When optimizing a box's surface area, the goal is to use the least amount of material, which is crucial in manufacturing to reduce costs. We need to look at the total area of the box's surfaces, which includes the base and sides, since the box has an open top. This can be expressed mathematically as the sum of these areas. With a defined volume, the challenge is to express the surface area purely in terms of one variable.

The equation for surface area, in this case, becomes:

• Area of base: \( x^2 \)
• Area of sides: \( 4xh \)

By substituting \( h \) from the volume equation, the surface area reflects both base and height, leading to a simplified expression that allows for easier optimization. Once the surface area is expressed in this manner, calculus provides a way to find the optimal dimensions that minimize the material.

Derivatives are a foundational tool in calculus, allowing us to find rates of change and identify extreme values. In optimization problems like minimizing the surface area of a box, we use derivatives to determine where a function increases or decreases.

First, we need to find the derivative of the surface area function \( S \) with respect to \( x \).
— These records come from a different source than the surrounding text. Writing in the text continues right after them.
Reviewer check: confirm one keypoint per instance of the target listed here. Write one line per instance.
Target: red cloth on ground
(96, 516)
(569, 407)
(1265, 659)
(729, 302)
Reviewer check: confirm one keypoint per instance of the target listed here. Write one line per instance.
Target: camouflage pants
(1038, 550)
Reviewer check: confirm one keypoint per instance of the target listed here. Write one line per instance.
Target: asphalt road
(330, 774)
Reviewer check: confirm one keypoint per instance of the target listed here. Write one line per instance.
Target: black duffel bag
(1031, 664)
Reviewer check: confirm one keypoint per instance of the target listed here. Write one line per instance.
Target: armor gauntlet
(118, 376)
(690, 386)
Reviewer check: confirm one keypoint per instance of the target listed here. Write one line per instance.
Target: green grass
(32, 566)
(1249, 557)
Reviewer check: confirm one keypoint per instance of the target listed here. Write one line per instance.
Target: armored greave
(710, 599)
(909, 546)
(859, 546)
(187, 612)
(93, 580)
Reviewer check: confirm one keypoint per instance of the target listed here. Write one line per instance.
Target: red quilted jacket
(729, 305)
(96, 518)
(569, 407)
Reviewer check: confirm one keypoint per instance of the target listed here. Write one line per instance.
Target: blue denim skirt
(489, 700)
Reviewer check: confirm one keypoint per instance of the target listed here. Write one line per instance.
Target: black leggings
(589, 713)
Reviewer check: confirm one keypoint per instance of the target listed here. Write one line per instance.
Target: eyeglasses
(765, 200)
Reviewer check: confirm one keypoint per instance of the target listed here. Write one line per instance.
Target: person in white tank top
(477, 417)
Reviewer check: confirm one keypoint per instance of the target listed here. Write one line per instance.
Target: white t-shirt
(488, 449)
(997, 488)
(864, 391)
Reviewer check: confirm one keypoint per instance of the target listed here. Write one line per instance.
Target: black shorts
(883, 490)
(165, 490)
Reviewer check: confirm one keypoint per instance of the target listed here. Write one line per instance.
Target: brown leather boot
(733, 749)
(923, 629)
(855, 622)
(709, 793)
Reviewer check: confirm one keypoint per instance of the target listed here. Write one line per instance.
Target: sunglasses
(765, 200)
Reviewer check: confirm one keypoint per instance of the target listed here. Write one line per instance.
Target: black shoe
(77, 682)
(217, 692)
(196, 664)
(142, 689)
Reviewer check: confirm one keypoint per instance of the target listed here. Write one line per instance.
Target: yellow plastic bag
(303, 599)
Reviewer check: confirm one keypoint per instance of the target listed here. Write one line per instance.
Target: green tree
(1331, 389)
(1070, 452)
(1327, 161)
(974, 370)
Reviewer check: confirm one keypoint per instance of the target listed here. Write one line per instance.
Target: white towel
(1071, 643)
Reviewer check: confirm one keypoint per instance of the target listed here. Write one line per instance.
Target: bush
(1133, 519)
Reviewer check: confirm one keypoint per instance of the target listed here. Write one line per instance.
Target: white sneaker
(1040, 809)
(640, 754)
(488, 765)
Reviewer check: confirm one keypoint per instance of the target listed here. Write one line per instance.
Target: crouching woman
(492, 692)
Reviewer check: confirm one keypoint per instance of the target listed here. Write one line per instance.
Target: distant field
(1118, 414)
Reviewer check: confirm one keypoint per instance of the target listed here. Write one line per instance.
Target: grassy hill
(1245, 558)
This involves differentiating each term in the surface area equation:

• The derivative of \( x^2 \) is \( 2x \).
• The derivative of \( \frac{128,000}{x} \) is \( -\frac{128,000}{x^2} \).
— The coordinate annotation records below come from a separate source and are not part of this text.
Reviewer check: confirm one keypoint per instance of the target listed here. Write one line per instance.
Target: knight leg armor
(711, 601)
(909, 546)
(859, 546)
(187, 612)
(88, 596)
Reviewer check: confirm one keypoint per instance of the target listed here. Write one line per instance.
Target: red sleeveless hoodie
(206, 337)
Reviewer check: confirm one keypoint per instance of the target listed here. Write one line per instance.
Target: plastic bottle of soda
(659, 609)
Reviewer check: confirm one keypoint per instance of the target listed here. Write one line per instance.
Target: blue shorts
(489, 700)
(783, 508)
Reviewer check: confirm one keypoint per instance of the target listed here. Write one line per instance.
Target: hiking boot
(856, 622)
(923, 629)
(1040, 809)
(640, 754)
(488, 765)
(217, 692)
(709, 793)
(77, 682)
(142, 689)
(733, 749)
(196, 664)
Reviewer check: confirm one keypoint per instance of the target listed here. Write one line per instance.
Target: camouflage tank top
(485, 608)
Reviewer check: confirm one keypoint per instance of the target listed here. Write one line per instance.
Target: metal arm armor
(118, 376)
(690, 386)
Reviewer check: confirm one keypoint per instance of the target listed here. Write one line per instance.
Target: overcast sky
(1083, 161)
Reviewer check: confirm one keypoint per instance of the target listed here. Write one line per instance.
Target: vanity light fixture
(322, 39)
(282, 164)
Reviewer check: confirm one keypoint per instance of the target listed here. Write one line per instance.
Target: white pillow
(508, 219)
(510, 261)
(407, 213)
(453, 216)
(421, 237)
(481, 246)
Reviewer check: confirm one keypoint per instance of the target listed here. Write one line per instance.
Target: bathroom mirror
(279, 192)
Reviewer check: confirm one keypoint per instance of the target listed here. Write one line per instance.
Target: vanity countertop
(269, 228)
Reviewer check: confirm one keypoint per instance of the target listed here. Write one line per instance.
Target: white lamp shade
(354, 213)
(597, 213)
Setting this derivative equal to zero, \( \frac{dS}{dx} = 0 \), helps locate potential minimum points by solving for \( x \). This is because a derivative equal to zero indicates a flat point where the function might present a minimum or maximum.

Identifying critical points is essential in determining the spots where our function behaves minimally or maximally. For surface area minimization, after finding the first derivative and setting it to zero, the solutions represent potential critical points.

In our example, solving \( 2x - \frac{128,000}{x^2} = 0 \) yields \( x = 40 \) cm. This is a candidate where the function might reach a minimum. However, merely finding critical points isn’t enough; we need to confirm whether these points are indeed minimums or maximums.

This confirmation can be performed using the second derivative test. A positive second derivative \( \frac{d^2S}{dx^2} > 0 \) indicates a point of minimum surface area. This test assures that choosing \( x = 40 \) cm leads to the least material used, fulfilling the optimization problem's requirements.